Like what std::vector<uint8_t>::vector(std::string&&) would have done, but doing it somehow from the outside of STL.

Alternatively, is it possible to get v from std::stringstream ss with an operation about as efficient as ss.str() ?

OK, lots of comments there, let's try and put something together, because I need the practise and might maybe earn some points [update: didn't :(].

I'm fairly new to 'modern C++' so please take it as you find it. Might need as late as C++17, I haven't checked that too carefully. Any critique more than welcome but I would prefer to edit my own post. And please bear in mind when reading this that what the OP actually wants to do is read his bytes from a file. Thx.

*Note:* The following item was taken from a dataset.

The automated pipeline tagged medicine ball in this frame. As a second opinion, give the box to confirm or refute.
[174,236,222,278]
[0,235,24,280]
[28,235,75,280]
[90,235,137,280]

Update: Tweaked to handle the case where the the file size changes between the call to stat() and the call to fread() as per @Deduplicator's comment below ... and subsequently replaced fread with std::ifstream , I think we're there now.

#include <string>
#include <vector>
#include <optional>
#include <iostream>
#include <fstream>

#include <sys/types.h>
#include <sys/stat.h>
#include <unistd.h>
#include <stdio.h>
#include <errno.h>

using optional_vector_of_char = std::optional <std::vector <char>>;

// Read file into a std::optional <std::vector <char>>.
// Now handles the file size changing when we're not looking.
optional_vector_of_char SmarterReadFileIntoVector (std::string filename)
{
    for ( ; ; )
    {
        struct stat stat_buf;
        int err = stat (filename.c_str (), &stat_buf);
        if (err)
        {
            // handle the error
            return optional_vector_of_char ();   // or maybe throw an exception
        }

        size_t filesize = stat_buf.st_size;

        std::ifstream fs;
        fs.open (filename, std::ios_base::in | std::ios_base::binary);
        if (!fs.is_open ())
        {
            // handle the error
            return optional_vector_of_char ();
        }

        optional_vector_of_char v (filesize + 1);
        std::vector <char>& vecref = v.value ();
        fs.read (vecref.data (), filesize + 1);

        if (fs.rdstate () & std::ifstream::failbit)
        {
            // handle the error
            return optional_vector_of_char ();
        }

        size_t bytes_read = fs.gcount ();
        if (bytes_read <= filesize)              // file same size or shrunk, this code handles both
        {
            vecref.resize (bytes_read);
            vecref.shrink_to_fit ();
            return v;                            // RVO
        }

        // File has grown, go round again
    }
}    

int main ()
{
    optional_vector_of_char v = SmarterReadFileIntoVector ("abcde");
    std::cout << std::boolalpha << v.has_value () << std::endl;
}

Live demo . No actual file available to read in of course, so...


Also : Have you considered writing your own simple container that maps a view of the file? Just a thought.